Para o setor agropecuário, o avanço de cada fração de grau representa aumento dos riscos associados a eventos climáticos extremos, perda de produtividade e maior pressão sobre recursos naturais.

A agricultura está entre os setores mais expostos ao avanço das temperaturas porque depende diretamente do comportamento do clima, da disponibilidade de água e das condições do solo.

O aumento de eventos extremos pode afetar desde o calendário de plantio e colheita até a produtividade das lavouras e a criação de animais. Secas prolongadas podem reduzir a disponibilidade de água para irrigação e dessedentação, enquanto chuvas intensas podem provocar erosão, perdas de solo e destruição de lavouras e infraestrutura.

O aquecimento também aumenta a pressão sobre os ecossistemas e pode alterar a distribuição de pragas e doenças agrícolas.

Para o setor, portanto, a adaptação passa a ter importância crescente. O PNUMA defende que medidas de adaptação e mitigação avancem de forma conjunta, priorizando iniciativas capazes de reduzir emissões e, ao mesmo tempo, aumentar a resiliência das comunidades e das economias.

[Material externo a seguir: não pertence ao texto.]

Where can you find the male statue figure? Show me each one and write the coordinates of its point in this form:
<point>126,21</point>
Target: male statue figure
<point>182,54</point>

Amazônia entre os pontos de risco

O relatório também chama atenção para a possibilidade de ultrapassagem de pontos de não retorno, ou seja, eventos que podem provocar mudanças irreversíveis ou de difícil reversão no sistema climático.

Entre os riscos citados estão a desestabilização de grandes mantos de gelo, alterações na circulação oceânica do Atlântico e a degradação da Floresta Amazônica.

A Amazônia tem importância direta para o Brasil e para o agronegócio. Alterações no funcionamento da floresta podem afetar o regime de chuvas e, consequentemente, as condições de produção agrícola em diferentes regiões.

O PNUMA destaca que a probabilidade de atingir esses pontos críticos aumenta quanto maior for a temperatura e quanto mais tempo o planeta permanecer em níveis elevados de aquecimento.

Adaptação será cada vez mais necessária

Mesmo que o mundo consiga reduzir as temperaturas posteriormente, o relatório alerta que parte das perdas provocadas pelo aquecimento será irreversível.

Comunidades poderão precisar se deslocar, atividades econômicas terão de ser adaptadas e sistemas de produção precisarão responder a condições climáticas diferentes das atuais.

Para o campo, isso significa ampliar investimentos em resiliência, manejo de água, tecnologias de adaptação, sistemas produtivos mais resistentes e recuperação de áreas degradadas, enquanto as emissões continuam sendo reduzidas.

O relatório defende que as ações sejam tomadas agora. Quanto menor e mais curta for a ultrapassagem de 1,5°C, menores tendem a ser os riscos, os custos de adaptação e as perdas associadas às mudanças climáticas.